S’agissant maintenant du secrétaire général du CCME, ses «arguments» par rapport à la représentation parlementaire des citoyens MRE, ont été également utilisés bien avant l’édition du « livre-chevet », mais ils ont été intensifiés par la suite, en se fondant aussi sur d’autres aspects plus «radicaux» qui distinguent son approche.
Ainsi, dans un entretien donné en mars 2013 et toujours publié sur le site du Conseil, il déclare ceci : «la migration marocaine est une question nationale et non pas politicienne» , «il est important de garder un peu de sérénité vis à vis de cette problématique (de l’immigration marocaine) en évitant de la politiser, la politique n’étant pas au centre des attentes des Marocains du monde et il n’est pas question de subir des tensions à ce sujet.»
Par ailleurs, rendant compte d’une rencontre organisée le 6 octobre 2016 avec une délégation d’élus franco-marocains du cercle Eugène-Delacroix, le site officiel du CCME fait le compte rendu suivant: «Dans son intervention, M .Boussouf a démontré (!!!) que la participation politique des MDM est confrontée à des écueils d’ordre technique qui entravent sa mise en œuvre (…) En cas de litige, quelle autorité doit intervenir? Et puis les sessions parlementaires nécessitant la présence des élus, durant quelques 9 mois au Maroc, comment ces derniers pourraient-ils représenter une communauté et exprimer ses attentes s’ils sont déconnectés 9 mois par an ?».
Dans la même logique antiparticipationniste, à l’occasion d’une déclaration en direct sur 2M TV dans l’émission Moubacharatan Maâkoum (28 mai 2014), le secrétaire général du CCME procède à une intervention en deux temps, qui se contredisent pratiquement comme à son accoutumée. Certes, pour se prémunir de toute critique, le SG du CCME prend bien soin de dire du bout des lèvres, que le droit de vote et d’éligibilité des MRE existe bel et bien, qu’il n’est nullement à discuter ou à remettre en cause.

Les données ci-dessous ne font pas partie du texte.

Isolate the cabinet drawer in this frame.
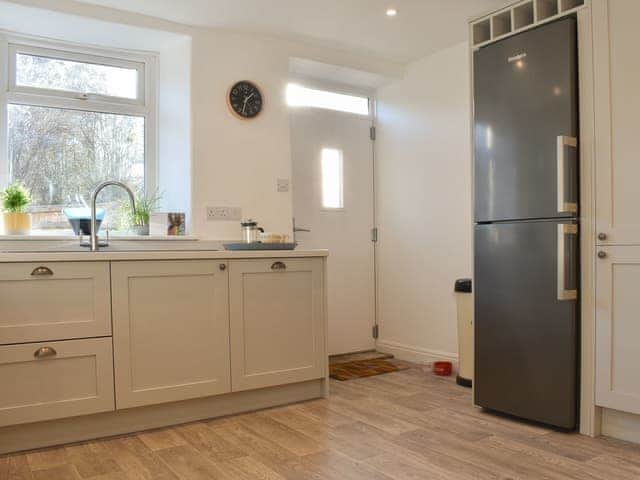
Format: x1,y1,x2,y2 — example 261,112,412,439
0,262,111,345
0,338,114,427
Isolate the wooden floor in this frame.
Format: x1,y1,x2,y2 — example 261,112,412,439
0,367,640,480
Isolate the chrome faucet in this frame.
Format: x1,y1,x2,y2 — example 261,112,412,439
91,180,136,252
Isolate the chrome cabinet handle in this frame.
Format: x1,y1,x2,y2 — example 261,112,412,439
31,267,53,277
33,347,58,358
556,135,578,213
558,223,578,300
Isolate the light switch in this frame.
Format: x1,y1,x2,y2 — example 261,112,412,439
278,178,289,193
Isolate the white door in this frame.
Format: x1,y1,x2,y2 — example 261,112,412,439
291,108,375,355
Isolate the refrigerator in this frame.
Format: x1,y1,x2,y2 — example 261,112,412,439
473,18,579,429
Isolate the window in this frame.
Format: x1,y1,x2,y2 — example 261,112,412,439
0,39,155,230
322,148,344,210
287,83,369,115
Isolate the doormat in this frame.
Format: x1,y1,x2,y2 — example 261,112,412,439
329,358,409,381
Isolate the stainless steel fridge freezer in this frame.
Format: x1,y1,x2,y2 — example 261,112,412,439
474,18,580,429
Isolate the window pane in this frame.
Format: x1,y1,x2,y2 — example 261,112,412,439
287,83,369,115
322,148,344,208
16,53,138,99
8,105,145,228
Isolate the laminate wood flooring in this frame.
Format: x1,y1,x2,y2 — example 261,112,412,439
0,366,640,480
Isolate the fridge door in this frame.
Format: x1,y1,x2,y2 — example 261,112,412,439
474,18,578,222
473,220,578,429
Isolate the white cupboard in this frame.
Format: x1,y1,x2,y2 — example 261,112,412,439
111,260,231,409
593,0,640,245
229,258,327,391
0,338,114,427
0,262,111,345
596,246,640,414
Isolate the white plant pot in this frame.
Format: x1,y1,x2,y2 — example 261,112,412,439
2,212,31,235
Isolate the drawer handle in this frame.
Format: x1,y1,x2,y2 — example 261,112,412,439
31,267,53,277
33,347,58,358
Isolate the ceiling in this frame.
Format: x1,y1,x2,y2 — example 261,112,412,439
74,0,509,63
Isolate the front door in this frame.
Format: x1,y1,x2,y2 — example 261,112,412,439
290,108,375,355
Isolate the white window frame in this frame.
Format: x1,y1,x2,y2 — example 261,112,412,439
0,32,158,195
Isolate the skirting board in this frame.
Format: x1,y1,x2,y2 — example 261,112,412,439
601,408,640,443
0,379,328,454
376,340,458,371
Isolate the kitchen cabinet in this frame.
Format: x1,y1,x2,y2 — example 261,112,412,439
596,246,640,414
0,262,111,345
0,338,114,427
593,0,640,245
229,258,327,391
111,260,230,409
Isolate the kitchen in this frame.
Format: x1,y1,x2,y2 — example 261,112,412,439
0,0,640,478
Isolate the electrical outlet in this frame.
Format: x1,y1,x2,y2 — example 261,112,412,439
207,207,242,221
278,178,289,193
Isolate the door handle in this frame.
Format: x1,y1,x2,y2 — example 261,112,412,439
31,267,53,277
556,135,578,213
33,347,58,358
558,223,578,300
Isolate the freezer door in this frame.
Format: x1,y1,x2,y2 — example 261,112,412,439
473,221,579,429
474,18,578,222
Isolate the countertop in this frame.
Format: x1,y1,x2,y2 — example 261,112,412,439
0,240,329,263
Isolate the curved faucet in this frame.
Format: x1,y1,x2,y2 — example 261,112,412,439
91,180,136,252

Mais au même moment, il soutient que la seule solution viable, efficiente et réaliste, est l’intégration pure et simple des MRE dans les pays d’installation.

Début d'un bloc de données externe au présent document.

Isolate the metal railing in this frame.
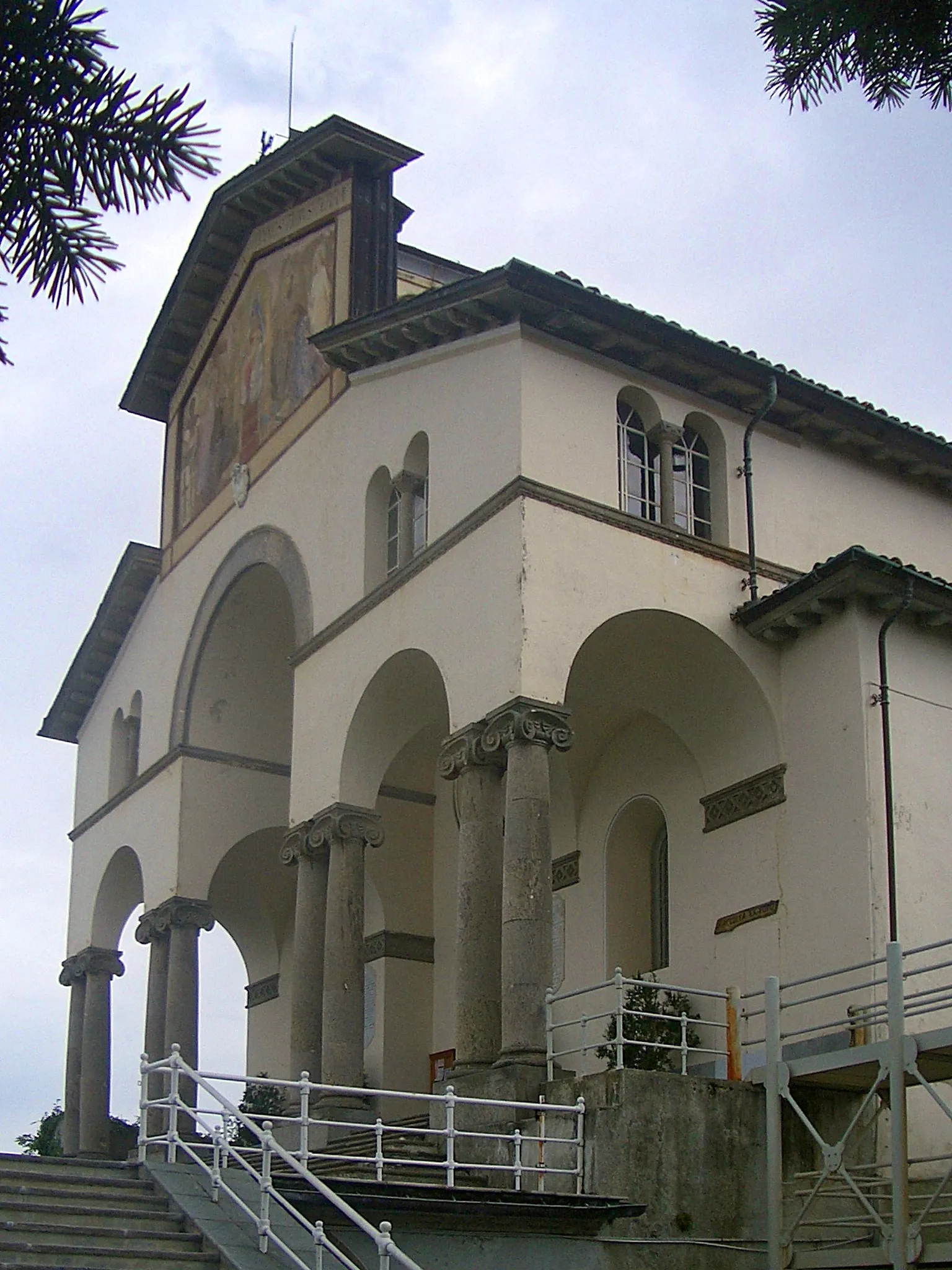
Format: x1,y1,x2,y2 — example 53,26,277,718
546,967,741,1081
756,940,952,1270
138,1046,421,1270
138,1047,585,1194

Dans cet esprit, il désigne les MRE comme posant problème en soi dans les relations bilatérales, du fait de leur «double allégeance» : «Le défi auquel on doit faire face est la nécessaire intégration totale de la communauté marocaine résidant à l’étranger dans les pays d’accueil. Le suivi d’un projet sociétal à l’intérieur de l’Europe, ne laisse nullement le temps suffisant pour l’implication dans un autre projet sociétal dans un autre pays/ sous-entendu le Maroc) à plusieurs milliers de kilomètres de là. Dans cette situation, on serait dans une position contradictoire: opposition dans les références, conflits d’intérêts entre les pays. Le moindre problème qui surgit dans les pays concernés, pourrait donner lieu à une très grande crise…».
Ainsi, ce livre du CCME d’octobre 2013, n’est nullement «un avis consultatif» comme ceci est propagé institutionnellement, notamment par le secrétaire général du CCME dans ses multiples sorties médiatiques, dont celle dans le cadre d’«Al Oâmk Al Maghribi». Tout comme, faute d’un consensus qui aurait permis de dégager les termes d’un projet d’avis consultatif (à discuter et soumettre obligatoirement au vote en assemblée plénière du Conseil), il ne constitue pas la simple restitution de manière objective et équilibrée des deux points de vue défendus au sein du groupe de travail interne du Conseil relatif à la participation et représentation politique.
Le livre reflète plutôt fondamentalement le point de vue de la direction du Conseil qui a tout fait en termes d’entraves, d’obstacles et de verrous, pour que ledit groupe de travail interne ne fasse pas de manière ouverte, démocratique, plurielle et inclusive, son travail pour l’élaboration de manière objective, d’un avis consultatif en la matière, destiné au Roi.